В золотой век Юстиниана, законодательно закрепившего симфонию империи с церковью, обозначилась тревожная амбивалентность византийского сознания, оборотная сторона культивируемого пластически–гармонизирующего подхода к реальности. Сенсационным примером служат сочинения Прокопия Кесарийского, центральной фигуры византийской историографии VI века. «Как жизнь, так и творчество Прокопия отмечены трагической и бросающей тень на его нравственный облик двойственностью. Поражает абсолютно противоположная оценка историком деятельности Юстиниана. В трактате «О постройках» Юстиниан рисуется как добрый гений империи, творец всех великих дел. Он великодушен, милостив, заботится о благе подданных. Его главная цель — охранять империю от нападений врагов. В «Тайной истории» Юстиниан предстает как неумолимый тиран, злобный демон Византийского государства, разрушитель империи» (З.В.Удальцова). Византийские политики и идеологи, публицисты и полемисты фатально впадали то в неумеренные театральные восхваления, то в захлебывающееся очернительство. Попытки вдуматься в истину социальной и мировой реальности сбивались на нетрезвые восторги или на зловещее нагнетание бедственных картин. Одним уклоном провоцировался другой.
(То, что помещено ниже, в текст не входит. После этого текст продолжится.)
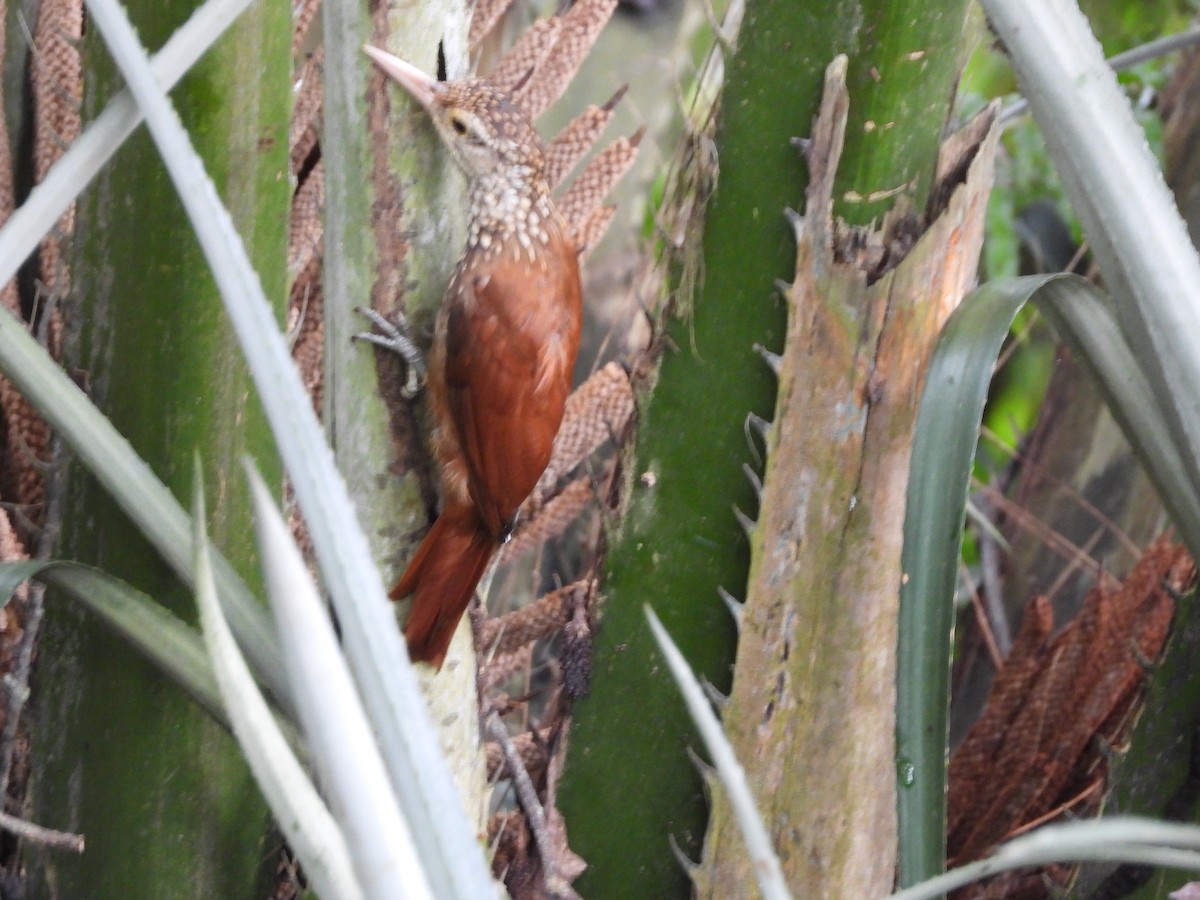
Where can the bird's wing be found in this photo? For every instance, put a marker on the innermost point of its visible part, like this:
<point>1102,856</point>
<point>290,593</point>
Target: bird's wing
<point>510,351</point>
Раздвоенность внешне гармонизированного сознания обнаруживается во всех гранях византийской мысли. В «Таинственном богословии», заключительном трактате Ареопагитического корпуса, первые упоминания о котором относятся к той же юстиниановской эпохе, провозглашается равноправность и равночестность как приписывания божеству всех мыслимых качеств, так и отрицания за ним каких бы то ни было свойств, вплоть до высших и догматически закрепленных атрибутов благости, истины, красоты, троичности. Торжественно выставив вечно истинный ряд утверждений и против него ряд столь же истинных отрицаний, последний великий богослов христианского Востока умолкает в экстазе тайнозрений.
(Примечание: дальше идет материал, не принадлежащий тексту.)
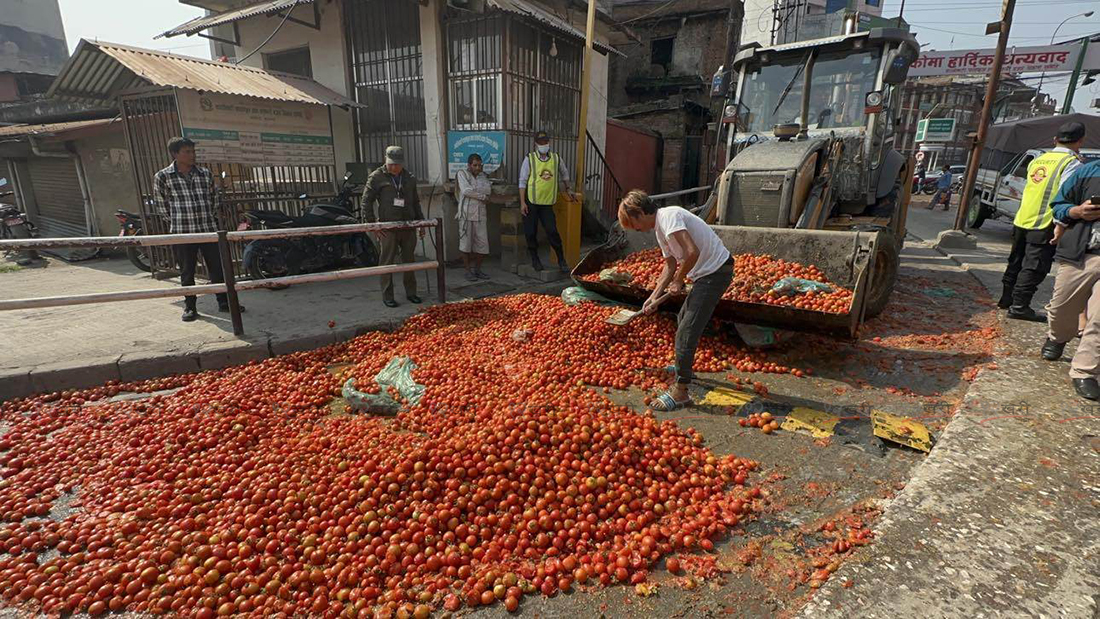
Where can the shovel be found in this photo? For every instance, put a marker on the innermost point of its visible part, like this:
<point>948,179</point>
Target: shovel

Относительно едва ли не преобладающего числа византийских авторов и исторических лиц современному историку хотелось бы в точности знать, были они язычниками или христианами. Дело не в нехватке исторического материала, а в том, что мы от себя навязываем византийцам вопрос, который они сами не спешили ставить, а поставив, решать. В интеллектуальном климате Византии не хватало для этого духа отчетливости. Со времен Юстиниана православное вероисповедание стало официальным требованием. Принудительная, часто инквизиторская христианизация не прекращала душевную раздвоенность, скорее наоборот. Спустя девять веков после Юстиниана с первым ослаблением вероисповедного контроля Византия дала целую школу девственного язычества Гемиста Плифона, чьи ученики удивили своей религиозной свободой Запад.
Навязывание сверху идеологического выбора говорило об ослаблении жизненных энергий общества и ускоряло его упадок. Люди уходили в личные и семейные дела. Торговля вытеснялась с агоры в портики улиц, жилища строились менее доступными для посторонних, одежда шилась более закрытой, туники нового покроя доставали до лодыжек, появились длинные рукава, в моду входили варварские брюки. Художественный образ на памятниках VII — VIII веков тронут изысканным искажением. «Уподобление через неподобие» начинали предпочитать прямому движению к истине. Искусство слова все меньше полагалось на звонкий намек, все обстоятельнее одевало ускользающий предмет в риторику. Судьба готовила в это время Византии первое из трех великих испытаний ее истории — столкновение с восходящим исламом.
В России не стоит, сколько ни суетись, ничего кроме аскезы, усилия, труда. Без военно–монашеской закваски все на Восточноевропейской равнине обречено на смуту и свалку. Есть праздничные области мира, но у нас трудовая, где монастырь стоит на горе. Потому немец с прусской орденской закалкой всегда мог органично обрусеть, потому уверенно хозяйничал семинарист Сталин, которому было нетрудно угадать то, что за полвека до него ясно видел Константин Леонтьев: неизбежность киновии, общежительного монастыря.